Recommended reading: 11 Major Misconceptions About the Black Lives Matter Movement
#9. The movement hates police officers.
Police officers are people. Their lives have inherent value. This movement is not an anti-people movement; therefore it is not an anti-police-officer movement. Most police officers are just everyday people who want to do their jobs, make a living for their families, and come home safely at the end of their shift. This does not mean, however, that police are not implicated in a system that criminalizes black people, that demands that they view black people as unsafe and dangerous, that trains them to be more aggressive and less accommodating with black citizens, and that does not stress that we are taxpayers who deserve to be protected and served just like everyone else. Thus the Black Lives Matter movement is not trying to make the world more unsafe for police officers; it hopes to make police officers less of a threat to communities of color. Thus, we reject the idea that asking officers questions about why one is being stopped or arrested, about what one is being charged with, constitutes either disrespect or resistance.

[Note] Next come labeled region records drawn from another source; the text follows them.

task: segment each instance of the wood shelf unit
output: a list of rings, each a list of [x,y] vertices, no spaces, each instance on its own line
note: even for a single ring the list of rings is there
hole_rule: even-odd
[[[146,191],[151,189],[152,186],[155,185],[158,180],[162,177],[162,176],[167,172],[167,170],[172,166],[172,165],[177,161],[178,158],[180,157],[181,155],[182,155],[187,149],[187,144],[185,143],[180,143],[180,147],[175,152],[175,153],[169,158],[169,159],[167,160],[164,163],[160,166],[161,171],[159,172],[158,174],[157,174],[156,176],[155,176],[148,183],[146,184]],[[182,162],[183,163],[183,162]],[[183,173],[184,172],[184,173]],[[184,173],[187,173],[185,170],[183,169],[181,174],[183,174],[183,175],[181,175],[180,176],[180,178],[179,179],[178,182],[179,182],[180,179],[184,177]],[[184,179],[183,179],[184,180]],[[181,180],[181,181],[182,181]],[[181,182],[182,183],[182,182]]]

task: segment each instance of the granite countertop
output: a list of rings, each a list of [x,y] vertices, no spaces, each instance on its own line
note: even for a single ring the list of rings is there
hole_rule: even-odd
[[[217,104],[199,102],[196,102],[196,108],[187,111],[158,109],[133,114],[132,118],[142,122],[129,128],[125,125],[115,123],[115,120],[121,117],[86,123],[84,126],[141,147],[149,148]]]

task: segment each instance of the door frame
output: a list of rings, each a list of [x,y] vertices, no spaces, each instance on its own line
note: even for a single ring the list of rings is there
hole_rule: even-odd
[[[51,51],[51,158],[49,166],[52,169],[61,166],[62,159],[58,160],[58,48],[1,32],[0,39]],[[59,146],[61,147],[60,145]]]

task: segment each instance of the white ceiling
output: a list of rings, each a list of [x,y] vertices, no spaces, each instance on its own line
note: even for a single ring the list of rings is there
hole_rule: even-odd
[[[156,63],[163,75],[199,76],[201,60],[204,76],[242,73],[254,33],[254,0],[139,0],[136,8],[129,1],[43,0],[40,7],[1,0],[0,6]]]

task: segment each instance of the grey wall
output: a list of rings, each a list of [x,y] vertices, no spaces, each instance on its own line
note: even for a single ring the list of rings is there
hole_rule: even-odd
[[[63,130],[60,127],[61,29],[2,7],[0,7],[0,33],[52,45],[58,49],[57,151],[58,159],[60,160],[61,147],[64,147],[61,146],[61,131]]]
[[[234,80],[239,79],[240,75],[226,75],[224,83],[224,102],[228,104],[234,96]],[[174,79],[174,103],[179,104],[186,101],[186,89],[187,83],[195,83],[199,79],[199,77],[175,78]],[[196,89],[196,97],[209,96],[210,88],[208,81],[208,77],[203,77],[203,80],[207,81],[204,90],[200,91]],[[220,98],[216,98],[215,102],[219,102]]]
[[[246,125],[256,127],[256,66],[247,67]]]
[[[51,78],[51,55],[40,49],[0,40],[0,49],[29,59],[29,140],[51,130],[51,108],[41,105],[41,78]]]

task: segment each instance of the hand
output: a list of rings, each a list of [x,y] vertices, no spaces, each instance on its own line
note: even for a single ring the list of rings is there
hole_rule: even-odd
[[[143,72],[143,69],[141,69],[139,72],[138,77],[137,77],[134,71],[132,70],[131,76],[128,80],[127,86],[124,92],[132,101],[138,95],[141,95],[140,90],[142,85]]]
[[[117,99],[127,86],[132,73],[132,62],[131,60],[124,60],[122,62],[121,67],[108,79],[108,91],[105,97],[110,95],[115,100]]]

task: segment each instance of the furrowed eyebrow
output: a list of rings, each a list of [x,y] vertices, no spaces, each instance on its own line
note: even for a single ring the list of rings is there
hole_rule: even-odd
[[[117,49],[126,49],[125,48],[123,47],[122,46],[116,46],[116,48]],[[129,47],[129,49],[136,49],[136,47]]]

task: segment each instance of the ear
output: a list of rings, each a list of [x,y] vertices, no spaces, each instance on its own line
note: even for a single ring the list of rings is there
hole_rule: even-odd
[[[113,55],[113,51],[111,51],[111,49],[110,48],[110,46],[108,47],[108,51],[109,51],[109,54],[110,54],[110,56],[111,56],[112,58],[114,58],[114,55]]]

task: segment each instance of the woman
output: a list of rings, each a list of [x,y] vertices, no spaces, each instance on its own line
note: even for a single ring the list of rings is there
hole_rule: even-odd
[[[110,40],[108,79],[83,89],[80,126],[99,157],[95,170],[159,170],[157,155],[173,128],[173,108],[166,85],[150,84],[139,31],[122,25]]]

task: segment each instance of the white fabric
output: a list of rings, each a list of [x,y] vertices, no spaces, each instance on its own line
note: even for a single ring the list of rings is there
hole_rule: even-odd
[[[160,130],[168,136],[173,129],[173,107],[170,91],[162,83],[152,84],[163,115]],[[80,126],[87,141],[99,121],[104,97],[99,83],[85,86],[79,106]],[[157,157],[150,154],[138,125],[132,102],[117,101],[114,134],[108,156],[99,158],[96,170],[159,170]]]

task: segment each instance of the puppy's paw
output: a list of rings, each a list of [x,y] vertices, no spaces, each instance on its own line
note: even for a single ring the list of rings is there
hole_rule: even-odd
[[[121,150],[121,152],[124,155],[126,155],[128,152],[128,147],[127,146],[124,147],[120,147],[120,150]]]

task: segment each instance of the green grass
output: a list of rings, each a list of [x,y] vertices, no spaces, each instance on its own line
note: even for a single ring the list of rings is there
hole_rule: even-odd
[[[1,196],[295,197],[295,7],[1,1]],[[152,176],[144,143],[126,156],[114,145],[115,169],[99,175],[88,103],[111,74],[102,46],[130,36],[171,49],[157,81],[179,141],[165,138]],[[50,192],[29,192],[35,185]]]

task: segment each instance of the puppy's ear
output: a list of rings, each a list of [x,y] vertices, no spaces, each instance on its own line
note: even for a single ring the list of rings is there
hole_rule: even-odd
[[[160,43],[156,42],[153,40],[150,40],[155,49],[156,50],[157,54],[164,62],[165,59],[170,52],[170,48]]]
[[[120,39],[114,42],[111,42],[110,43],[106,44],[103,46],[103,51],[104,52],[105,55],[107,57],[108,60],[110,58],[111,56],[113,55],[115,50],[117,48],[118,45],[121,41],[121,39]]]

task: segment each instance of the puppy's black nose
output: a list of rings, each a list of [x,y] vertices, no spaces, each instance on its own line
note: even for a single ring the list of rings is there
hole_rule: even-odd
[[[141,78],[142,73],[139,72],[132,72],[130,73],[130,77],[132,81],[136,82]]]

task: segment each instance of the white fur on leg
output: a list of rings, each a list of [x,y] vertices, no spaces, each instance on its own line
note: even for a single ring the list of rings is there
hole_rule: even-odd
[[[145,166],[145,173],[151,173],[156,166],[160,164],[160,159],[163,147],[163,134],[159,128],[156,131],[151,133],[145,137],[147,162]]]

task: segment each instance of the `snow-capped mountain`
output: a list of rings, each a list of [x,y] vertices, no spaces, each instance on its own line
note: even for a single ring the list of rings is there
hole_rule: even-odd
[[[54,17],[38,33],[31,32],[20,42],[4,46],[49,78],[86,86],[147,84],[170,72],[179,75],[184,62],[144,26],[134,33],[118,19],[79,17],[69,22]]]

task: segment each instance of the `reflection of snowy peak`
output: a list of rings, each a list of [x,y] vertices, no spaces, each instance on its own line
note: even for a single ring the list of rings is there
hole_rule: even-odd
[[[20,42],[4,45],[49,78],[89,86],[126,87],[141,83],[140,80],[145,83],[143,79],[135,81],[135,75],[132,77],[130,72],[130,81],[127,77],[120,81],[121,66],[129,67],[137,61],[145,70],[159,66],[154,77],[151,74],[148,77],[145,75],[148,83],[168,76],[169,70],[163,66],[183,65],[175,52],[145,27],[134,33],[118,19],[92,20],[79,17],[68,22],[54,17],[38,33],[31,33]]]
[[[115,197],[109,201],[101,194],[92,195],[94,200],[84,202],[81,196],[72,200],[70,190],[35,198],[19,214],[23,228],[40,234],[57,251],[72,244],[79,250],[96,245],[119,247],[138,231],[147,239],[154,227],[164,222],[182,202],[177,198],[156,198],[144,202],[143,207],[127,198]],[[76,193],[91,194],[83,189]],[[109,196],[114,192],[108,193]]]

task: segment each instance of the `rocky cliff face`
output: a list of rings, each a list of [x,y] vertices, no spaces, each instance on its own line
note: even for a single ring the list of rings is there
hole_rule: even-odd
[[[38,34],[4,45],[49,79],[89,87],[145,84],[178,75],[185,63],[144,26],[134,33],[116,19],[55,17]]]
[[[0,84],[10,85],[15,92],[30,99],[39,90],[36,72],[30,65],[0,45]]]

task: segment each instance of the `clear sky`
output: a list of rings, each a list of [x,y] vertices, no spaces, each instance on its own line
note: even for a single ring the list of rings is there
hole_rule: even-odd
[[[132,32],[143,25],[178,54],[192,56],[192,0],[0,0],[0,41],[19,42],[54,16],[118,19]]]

We reject the use of military-grade weapons as appropriate policing mechanisms for any American community. We reject the faulty idea that disrespect is a crime, that black people should be nice or civil when they are being hassled or arrested on trumped-up charges. And we question the idea that police officers should be given the benefit of the doubt when it comes to policing black communities. Increasingly, the presence of police makes black people feel less rather than more safe. And that has everything to do with the antagonistic and power-laden ways in which police interact with citizens more generally and black citizens in particular. Therefore, police officers must rebuild trust with the communities they police. Not the other way around.